Tag Archives: spindle tree

Love I: 5

Left (Win).


nishikigi ni
kakisoete koso
koto no ha mo
iro wa miyurame
Upon the spindle trees
He writes
His words, yet will those leaves
With the first shadings
Of passionate hues, she see…





omou yori
uki ni naretaru
tamoto kana
namida ya koi no
saki ni tatsuran
From these soft feelings
To heartbreak accustomed are
My sleeves!
Do tears always love
Precede, I wonder?



The Gentlemen of the Right state: while it is well known that spindle trees are an expression of love, it is certainly not the case that letters are attached to them. In response, the Left: in the writings of Nōin, he says, ‘A spindle tree is one to which the country folk attach letters.’ The Gentlemen of the Left state: the Right’s poem is irredeemably archaic [muge ni furumekashi]. In addition, ‘From these soft feelings to heartbreak accustomed’ (omou yori uki ni naretaru) is poorly linked, and the use of ‘precede’ (saki ni tatsu), in the absence of the mention of a path in the poem, lacks connection.

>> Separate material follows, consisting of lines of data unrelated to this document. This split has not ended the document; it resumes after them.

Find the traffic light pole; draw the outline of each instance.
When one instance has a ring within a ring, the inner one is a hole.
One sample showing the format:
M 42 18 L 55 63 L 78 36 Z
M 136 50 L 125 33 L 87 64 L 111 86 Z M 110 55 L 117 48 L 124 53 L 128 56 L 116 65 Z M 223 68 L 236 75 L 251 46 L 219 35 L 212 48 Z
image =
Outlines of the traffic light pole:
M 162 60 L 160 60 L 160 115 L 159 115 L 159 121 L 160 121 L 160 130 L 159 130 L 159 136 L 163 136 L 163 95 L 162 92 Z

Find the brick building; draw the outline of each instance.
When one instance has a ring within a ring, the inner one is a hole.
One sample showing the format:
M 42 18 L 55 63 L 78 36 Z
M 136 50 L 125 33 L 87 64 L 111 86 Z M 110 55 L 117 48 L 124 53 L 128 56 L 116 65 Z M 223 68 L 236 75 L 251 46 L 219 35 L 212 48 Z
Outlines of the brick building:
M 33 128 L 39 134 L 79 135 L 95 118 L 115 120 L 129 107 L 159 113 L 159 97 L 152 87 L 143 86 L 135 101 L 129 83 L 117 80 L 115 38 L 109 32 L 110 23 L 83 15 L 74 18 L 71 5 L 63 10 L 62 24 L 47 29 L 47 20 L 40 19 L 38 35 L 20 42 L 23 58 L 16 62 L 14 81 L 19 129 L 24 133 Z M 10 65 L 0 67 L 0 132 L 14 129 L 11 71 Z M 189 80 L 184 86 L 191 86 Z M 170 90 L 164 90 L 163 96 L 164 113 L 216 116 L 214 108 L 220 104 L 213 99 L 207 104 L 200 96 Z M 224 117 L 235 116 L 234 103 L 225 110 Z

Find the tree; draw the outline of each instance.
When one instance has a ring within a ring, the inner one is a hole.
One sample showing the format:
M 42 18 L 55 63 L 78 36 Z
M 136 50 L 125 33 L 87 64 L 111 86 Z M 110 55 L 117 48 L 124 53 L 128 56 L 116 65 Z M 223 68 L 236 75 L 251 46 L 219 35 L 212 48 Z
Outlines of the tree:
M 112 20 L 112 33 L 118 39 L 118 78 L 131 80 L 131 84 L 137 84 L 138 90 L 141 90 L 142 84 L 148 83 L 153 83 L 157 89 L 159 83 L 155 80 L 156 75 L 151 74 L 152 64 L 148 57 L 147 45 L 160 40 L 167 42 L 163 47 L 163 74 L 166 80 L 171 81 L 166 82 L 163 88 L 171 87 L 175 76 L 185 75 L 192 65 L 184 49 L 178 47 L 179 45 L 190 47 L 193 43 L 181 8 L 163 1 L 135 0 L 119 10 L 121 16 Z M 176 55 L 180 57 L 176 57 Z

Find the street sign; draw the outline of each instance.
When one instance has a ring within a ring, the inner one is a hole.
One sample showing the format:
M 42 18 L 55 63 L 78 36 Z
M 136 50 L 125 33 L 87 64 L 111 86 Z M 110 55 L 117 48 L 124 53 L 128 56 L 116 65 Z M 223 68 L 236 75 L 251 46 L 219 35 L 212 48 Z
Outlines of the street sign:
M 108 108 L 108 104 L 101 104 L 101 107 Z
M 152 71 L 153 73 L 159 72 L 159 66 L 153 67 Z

Shunzei’s judgement: the Left’s use of ‘spindle tree’ (nishikigi) is familiar from many Love poems and so seems quite tediously mundane [rei no koto]. The Right seems to have followed to some extent the conception of a poem by the former Nijō Lord’s serving woman, Chikuzen. I included it in the Senzaishū, and will note it down after this. As a result, the poem using the spindle tree must win. Note:


omou yori
itsu shika nururu
tamoto kana
namida zo koi no
shirube narikeru
From these soft feelings
How swiftly soaked are
My sleeves;
Tears, indeed, of love
Are such a sign!

The positioning of certain words does not differ to any great extent.